Padahal Ratih datang ke negara ini untuk hidup, bekerja sebagai tulang punggung keluarganya di rumah. Apalagi desakan utang yang mereka gunakan saat ibunya kecelakaan waktu itu. Dan Ratih pun tidak neko-neko. Di jam kerja, ia akan merawat lansia yang menjadi tanggung jawabnya dan di waktu lain ia akan belajar.
Atau adakah motif lain dari kejadian semalam?
Ratih kemudian mengeluarkan ponselnya. Matanya membelalak melihat ada 18 panggilan tak terjawab.
Semuanya dari Abdul, pacarnya.
Ah, bagaimana ia bisa menjelaskan kejadian semalam pada pacarnya nanti?
Namun, saat sampai di kediaman majikannya, penjelasan Ratih rupanya tidak diperlukan.
“Kita putus,” ucap Abdul. Penampilannya tampak berantakan saat menuruni lantai dua rumah majikan Ratih–tempat kamar Miriam, putri tunggal Tuan dan Nyonya Aziz, berada. “Jangan menghubungiku lagi.”
Itu begitu tiba-tiba dan mencurigakan bagi Ratih, sampai-sampai wanita itu hanya bisa bertanya, “Apa yang kamu lakukan di sini?”
“Abdul, jangan pergi du–astaga Ratih!”
Pandangan Ratih beralih pada seorang gadis yang menuruni tangga. Penampilan putri majikan Ratih saat itu pun sama berantakan dan agak tidak senonoh.
Detik itu juga, Ratih tahu apa yang terjadi di antara pacarnya dan Miriam. Ia kembali memandang pria di hadapan.
“Ratih, kamu dari mana saja? Abdul sangat mencemaskanmu,” ucap Miriam dengan nada manisnya sembari merapikan pakaiannya. “Semalam–”
“Jangan menatapku seperti itu,” ucap Abdul dengan dingin.

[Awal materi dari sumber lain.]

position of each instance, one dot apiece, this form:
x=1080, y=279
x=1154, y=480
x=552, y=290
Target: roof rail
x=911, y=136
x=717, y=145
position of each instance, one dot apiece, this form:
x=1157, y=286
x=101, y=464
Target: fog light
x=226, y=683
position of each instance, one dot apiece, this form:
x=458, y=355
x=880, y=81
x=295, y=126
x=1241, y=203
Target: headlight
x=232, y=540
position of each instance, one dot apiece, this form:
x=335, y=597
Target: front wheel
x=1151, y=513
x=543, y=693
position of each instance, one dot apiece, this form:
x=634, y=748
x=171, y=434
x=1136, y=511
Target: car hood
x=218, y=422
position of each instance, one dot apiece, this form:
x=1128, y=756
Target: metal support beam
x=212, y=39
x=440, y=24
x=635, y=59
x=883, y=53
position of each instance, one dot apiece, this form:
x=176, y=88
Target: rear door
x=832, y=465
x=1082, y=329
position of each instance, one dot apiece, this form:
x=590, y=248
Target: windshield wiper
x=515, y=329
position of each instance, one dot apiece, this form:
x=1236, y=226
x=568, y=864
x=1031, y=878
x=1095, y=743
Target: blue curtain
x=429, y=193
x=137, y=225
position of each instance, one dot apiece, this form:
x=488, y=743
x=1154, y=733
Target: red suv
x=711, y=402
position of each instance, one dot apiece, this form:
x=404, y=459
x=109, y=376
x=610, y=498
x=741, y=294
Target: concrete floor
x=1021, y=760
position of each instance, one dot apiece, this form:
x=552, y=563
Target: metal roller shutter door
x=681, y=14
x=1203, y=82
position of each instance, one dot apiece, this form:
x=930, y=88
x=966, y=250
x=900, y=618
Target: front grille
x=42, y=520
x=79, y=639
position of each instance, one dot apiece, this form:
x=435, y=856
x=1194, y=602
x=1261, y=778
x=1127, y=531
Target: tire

Pandangannya lurus pada Ratih. “Jelas aku tidak mau berpacaran dengan wanita yang menjajakan tubuhnya sebagai penghangat ranjang pria-pria kesepian di luar sana.”
Ratih mengernyit. “Apa maksudmu?” balasnya.
Wanita itu tidak tahu. Ketika ia dicecoki anggur oleh Tuan Sam, majikannya mengambil video. Dari sudut yang benar, Ratih tampak mesra dan seperti tengah bermanja dengan pria gempal tersebut.
Dan Abdul sendiri merasa kesulitan untuk tidak berpikir buruk. Dengan provokasi yang baik, tidak sulit untuk membuat Abdul berpikiran bahwa selama ini pekerjaan sampingan Ratih diluar adalah menemani para bos besar di tempat tidur mereka.
Provokasi yang datang dari Miriam, gadis yang menginginkan Abdul sejak awal karena status pria tinggi pria itu tidak bisa digoyahkan. Daripada dengan TKW miskin, bukankah Abdul lebih cocok dengannya? Pikir gadis itu.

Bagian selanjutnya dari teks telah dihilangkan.